3. The end mill of claim 2, wherein the first rake angle is less than the second rake angle.

4. The end mill of claim 1, wherein each tooth includes an arcuately-shaped portion disposed between the shoulder surface and the outer surface.

5. The end mill of claim 4, wherein the arcuately-shaped portion has an axially-oriented curvature.

6. The end mill of claim 5, wherein the arcuately-shaped portion has a circumferentially-oriented curvature.

7. The end mill of claim 4, wherein the arcuately-shaped portion has a circumferentially-oriented curvature.
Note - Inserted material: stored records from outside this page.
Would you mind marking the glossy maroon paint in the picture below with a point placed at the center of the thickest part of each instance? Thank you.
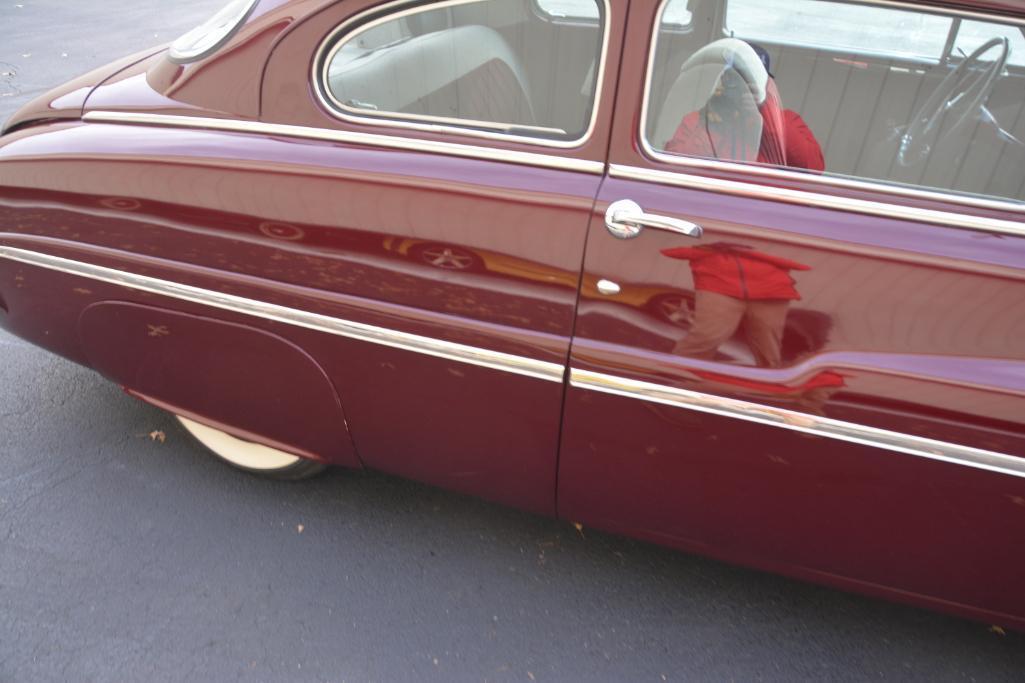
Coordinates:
(923, 324)
(919, 331)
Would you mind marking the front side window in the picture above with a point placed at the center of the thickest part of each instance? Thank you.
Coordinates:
(873, 92)
(486, 66)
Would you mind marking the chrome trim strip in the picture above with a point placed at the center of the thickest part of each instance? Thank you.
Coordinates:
(321, 323)
(336, 109)
(800, 422)
(351, 137)
(754, 191)
(865, 185)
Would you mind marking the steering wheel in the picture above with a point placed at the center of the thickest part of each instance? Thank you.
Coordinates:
(958, 96)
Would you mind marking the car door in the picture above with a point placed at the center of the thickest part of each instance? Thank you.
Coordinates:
(818, 372)
(448, 198)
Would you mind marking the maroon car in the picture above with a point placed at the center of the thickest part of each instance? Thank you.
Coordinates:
(742, 277)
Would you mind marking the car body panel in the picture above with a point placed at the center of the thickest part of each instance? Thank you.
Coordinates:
(920, 336)
(441, 291)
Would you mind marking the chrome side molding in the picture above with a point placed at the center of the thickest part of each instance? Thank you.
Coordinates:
(388, 337)
(548, 371)
(351, 137)
(801, 422)
(803, 198)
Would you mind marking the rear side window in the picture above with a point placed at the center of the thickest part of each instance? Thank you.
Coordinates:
(899, 95)
(490, 67)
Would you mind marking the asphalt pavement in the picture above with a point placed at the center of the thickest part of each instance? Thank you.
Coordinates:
(127, 557)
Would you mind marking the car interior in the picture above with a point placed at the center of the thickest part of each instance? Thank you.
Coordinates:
(893, 94)
(486, 65)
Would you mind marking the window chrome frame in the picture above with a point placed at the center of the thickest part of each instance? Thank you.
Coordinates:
(760, 173)
(333, 41)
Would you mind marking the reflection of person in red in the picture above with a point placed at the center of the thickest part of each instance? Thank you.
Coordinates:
(742, 118)
(737, 286)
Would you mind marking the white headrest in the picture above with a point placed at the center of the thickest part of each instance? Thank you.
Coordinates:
(736, 54)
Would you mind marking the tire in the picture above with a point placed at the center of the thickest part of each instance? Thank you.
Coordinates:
(249, 456)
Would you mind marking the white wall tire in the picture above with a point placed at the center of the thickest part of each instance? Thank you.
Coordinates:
(251, 456)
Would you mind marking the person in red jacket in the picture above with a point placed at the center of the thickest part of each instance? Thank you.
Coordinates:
(743, 118)
(737, 286)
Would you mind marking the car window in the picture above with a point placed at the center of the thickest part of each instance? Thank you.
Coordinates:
(972, 34)
(484, 65)
(838, 26)
(844, 89)
(677, 14)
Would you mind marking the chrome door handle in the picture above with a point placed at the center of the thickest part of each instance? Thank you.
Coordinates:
(624, 218)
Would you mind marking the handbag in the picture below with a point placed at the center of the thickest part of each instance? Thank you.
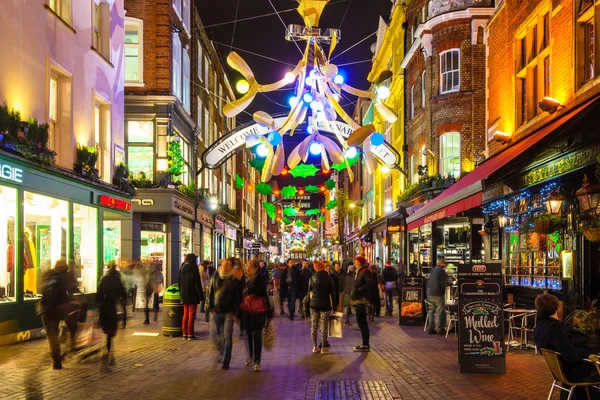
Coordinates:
(269, 336)
(254, 304)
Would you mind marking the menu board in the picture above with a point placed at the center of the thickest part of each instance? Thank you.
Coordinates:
(481, 318)
(411, 301)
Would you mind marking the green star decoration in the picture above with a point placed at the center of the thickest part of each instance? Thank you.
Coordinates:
(331, 205)
(264, 188)
(239, 182)
(290, 211)
(350, 162)
(330, 184)
(257, 163)
(269, 208)
(304, 171)
(289, 191)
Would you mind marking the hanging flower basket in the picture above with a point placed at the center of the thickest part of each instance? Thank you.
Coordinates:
(592, 234)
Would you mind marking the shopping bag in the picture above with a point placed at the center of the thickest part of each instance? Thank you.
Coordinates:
(269, 336)
(336, 324)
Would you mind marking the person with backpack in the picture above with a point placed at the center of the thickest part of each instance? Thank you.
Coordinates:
(110, 293)
(190, 288)
(55, 306)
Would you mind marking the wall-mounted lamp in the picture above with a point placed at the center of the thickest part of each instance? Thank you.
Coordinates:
(550, 105)
(501, 137)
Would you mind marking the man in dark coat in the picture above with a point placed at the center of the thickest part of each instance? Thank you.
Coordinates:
(110, 293)
(190, 288)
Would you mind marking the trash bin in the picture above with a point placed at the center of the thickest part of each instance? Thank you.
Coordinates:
(172, 312)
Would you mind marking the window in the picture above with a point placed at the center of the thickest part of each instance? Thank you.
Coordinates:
(450, 71)
(46, 231)
(423, 90)
(450, 154)
(101, 28)
(134, 54)
(177, 66)
(186, 82)
(62, 8)
(8, 242)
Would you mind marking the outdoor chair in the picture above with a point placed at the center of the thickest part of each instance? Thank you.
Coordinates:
(553, 359)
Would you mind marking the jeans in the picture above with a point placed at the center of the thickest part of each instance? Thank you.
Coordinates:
(389, 301)
(255, 344)
(363, 324)
(221, 330)
(291, 302)
(438, 306)
(189, 313)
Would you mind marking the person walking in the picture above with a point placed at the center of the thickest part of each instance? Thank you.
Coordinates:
(305, 275)
(254, 312)
(436, 291)
(111, 292)
(55, 306)
(289, 286)
(190, 288)
(361, 299)
(223, 302)
(323, 298)
(390, 282)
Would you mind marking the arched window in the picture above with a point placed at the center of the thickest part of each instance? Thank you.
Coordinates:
(450, 154)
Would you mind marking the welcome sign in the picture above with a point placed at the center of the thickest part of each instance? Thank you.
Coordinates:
(233, 141)
(480, 318)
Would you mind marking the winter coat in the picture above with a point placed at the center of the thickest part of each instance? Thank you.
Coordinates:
(224, 294)
(324, 296)
(190, 286)
(110, 292)
(361, 289)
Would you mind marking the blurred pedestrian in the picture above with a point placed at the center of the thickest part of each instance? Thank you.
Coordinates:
(111, 293)
(223, 303)
(190, 288)
(390, 283)
(361, 299)
(323, 299)
(254, 312)
(55, 306)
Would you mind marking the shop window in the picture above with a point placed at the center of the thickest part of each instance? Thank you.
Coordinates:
(46, 232)
(8, 234)
(101, 28)
(85, 242)
(450, 154)
(450, 71)
(62, 8)
(134, 51)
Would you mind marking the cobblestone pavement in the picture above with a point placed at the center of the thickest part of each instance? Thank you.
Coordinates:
(404, 363)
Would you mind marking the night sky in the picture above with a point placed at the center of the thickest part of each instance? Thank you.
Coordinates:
(266, 36)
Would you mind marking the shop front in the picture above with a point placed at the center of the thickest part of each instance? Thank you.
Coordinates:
(161, 230)
(50, 216)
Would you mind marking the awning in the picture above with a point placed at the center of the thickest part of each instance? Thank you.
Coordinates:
(466, 193)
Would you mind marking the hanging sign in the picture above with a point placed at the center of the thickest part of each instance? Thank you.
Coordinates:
(411, 301)
(481, 318)
(235, 140)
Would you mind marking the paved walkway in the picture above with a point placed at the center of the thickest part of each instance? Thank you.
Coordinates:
(404, 363)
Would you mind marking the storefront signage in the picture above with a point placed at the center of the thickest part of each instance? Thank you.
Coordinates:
(561, 166)
(143, 202)
(481, 318)
(411, 301)
(233, 141)
(10, 173)
(111, 202)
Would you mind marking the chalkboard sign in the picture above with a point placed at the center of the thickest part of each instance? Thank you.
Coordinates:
(411, 300)
(481, 318)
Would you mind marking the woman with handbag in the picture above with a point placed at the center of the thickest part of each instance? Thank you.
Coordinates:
(323, 298)
(255, 312)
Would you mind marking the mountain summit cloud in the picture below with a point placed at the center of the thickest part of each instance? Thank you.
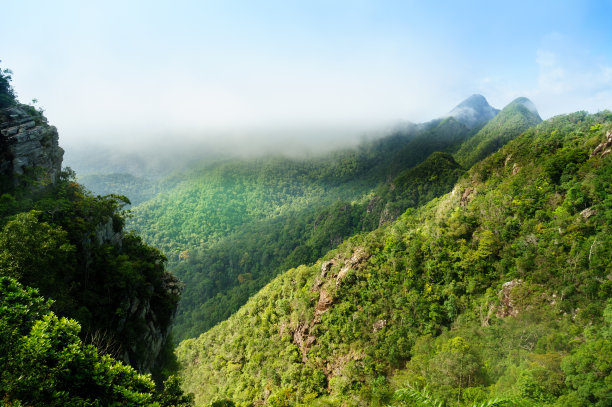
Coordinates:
(473, 111)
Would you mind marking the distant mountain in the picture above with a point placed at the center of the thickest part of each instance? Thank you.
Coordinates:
(473, 111)
(515, 118)
(497, 291)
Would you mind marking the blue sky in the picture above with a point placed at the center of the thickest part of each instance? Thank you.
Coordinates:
(119, 70)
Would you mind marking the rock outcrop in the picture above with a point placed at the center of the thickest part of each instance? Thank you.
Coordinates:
(28, 144)
(153, 334)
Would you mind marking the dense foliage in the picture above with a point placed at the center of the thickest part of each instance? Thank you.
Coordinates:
(72, 248)
(136, 189)
(229, 228)
(90, 266)
(221, 278)
(499, 289)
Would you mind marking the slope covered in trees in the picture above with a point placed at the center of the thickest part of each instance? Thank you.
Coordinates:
(498, 289)
(101, 295)
(231, 227)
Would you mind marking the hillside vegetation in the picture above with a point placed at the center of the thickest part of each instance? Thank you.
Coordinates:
(499, 289)
(85, 307)
(229, 228)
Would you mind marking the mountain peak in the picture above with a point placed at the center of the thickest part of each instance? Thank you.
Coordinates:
(473, 111)
(528, 104)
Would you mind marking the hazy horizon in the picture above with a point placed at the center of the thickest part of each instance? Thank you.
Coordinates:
(303, 74)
8. The end mill of claim 4, wherein the arcuately-shaped portion of one of the plurality of teeth is substantially identical to the arcuately-shaped portion of the remainder of the plurality of teeth.

9. The end mill of claim 4, wherein the arcuately-shaped portion occupies less than the entire portion of the tooth extending between the shoulder surface and the outer surface.

10. The end mill of claim 10, wherein the portion of the tooth extending between the shoulder surface and the outer surface includes an initial portion contiguous with the shoulder surface that extends along a line that is substantially perpendicular to the axis of rotation.

11. The end mill of claim 1, wherein the fluted section is tapered radially inward.

12. The end mill of claim 11, wherein the fluted section has a tip and a diameter that is at its maximum proximate the tip, and wherein the fluted section tapers radially inward between the maximum diameter and the first end.

13. A one-piece toroidal end mill having an axis of rotation, comprising: a shank section extending along the axis of rotation; a fluted section extending along the axis of rotation, having an outer surface; and a plurality of teeth disposed within the fluted section, each tooth having a cutting surface and a shoulder surface, the cutting surface having a cutting edge, and wherein the cutting surface for each tooth extends between, and is contiguous with, the shoulder surface for that tooth and the outer surface; and wherein each tooth includes an arcuately-shaped portion disposed between the shoulder surface and the outer surface.

14. The end mill of claim 13, wherein the arcuately-shaped portion has an axially-oriented curvature.

15. The end mill of claim 13, wherein the arcuately-shaped portion has a circumferentially-oriented curvature.